Phase 15: Fused Q4K Quantized GEMV
Version: 1.0.0 Status: SPECIFICATION Date: 2025-01-15 Target: 2x Ollama CPU throughput for APR format Scope: Fused dequantization + dot product for Q4_K quantized inference
Executive Summary
This specification defines the implementation of fused Q4K dequant+dot kernels for trueno, enabling APR format to achieve performance parity with GGUF/llama.cpp. The current APR CPU path achieves ~15 tok/s vs llama.cpp's ~42 tok/s on TinyLlama-1.1B Q4_0.
Root Cause: APR's current path separates dequantization from GEMV, causing:
- Extra memory traffic (dequant to temp buffer, then dot)
- Cache pollution from intermediate f32 expansion
- Missed SIMD fusion opportunities
Solution: Fused Q4K kernels that dequantize directly into SIMD registers during dot product computation.
1. Problem Statement
1.1 Current Architecture Gap
| Implementation | Q4K Approach | Throughput (1.1B) |
|---|---|---|
| llama.cpp | Fused Q4×Q8 SIMD (llamafile) | ~42 tok/s |
| candle | Inline AVX2 dequant+dot | ~10 tok/s |
| APR (current) | Separate dequant → f32 dot | ~15 tok/s |
| APR (target) | Fused Q4×Q8 SIMD | ≥42 tok/s |
1.2 Memory Bandwidth Analysis
For a 4096×4096 Q4_K matmul (single token decode):
| Approach | Memory Read | Memory Write | Efficiency |
|---|---|---|---|
| Separate dequant | 8 MB (Q4) + 64 MB (f32 temp) | 64 MB | 17% |
| Fused Q4×Q8 | 8 MB (Q4) + 4 MB (Q8 input) | 0 | 100% |
Key Insight: Fused approach eliminates 128 MB of unnecessary memory traffic per matmul.
1.3 Scope
IN SCOPE:
- Fused Q4_K × Q8_K SIMD dot product (AVX2, AVX-512, NEON)

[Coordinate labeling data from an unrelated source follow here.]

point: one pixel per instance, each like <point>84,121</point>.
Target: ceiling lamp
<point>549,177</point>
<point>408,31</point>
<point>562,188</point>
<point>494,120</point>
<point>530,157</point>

- Cache-blocked quantized GEMV
- Integration with realizar APR transformer
- Benchmarks against llama.cpp baseline
OUT OF SCOPE:
- GPU quantized kernels (see trueno-gpu Phase 16)
- Training quantization
- New quantization formats
2. Root Cause Analysis (5 Whys)
Why #1: Why is APR 2.8x slower than llama.cpp on CPU?
Answer: Each token generation performs ~200 matmuls, and APR's matmul is 2.8x slower.
Why #2: Why is APR matmul 2.8x slower?
Answer: APR dequantizes Q4_K weights to f32 before GEMV, while llama.cpp keeps data quantized.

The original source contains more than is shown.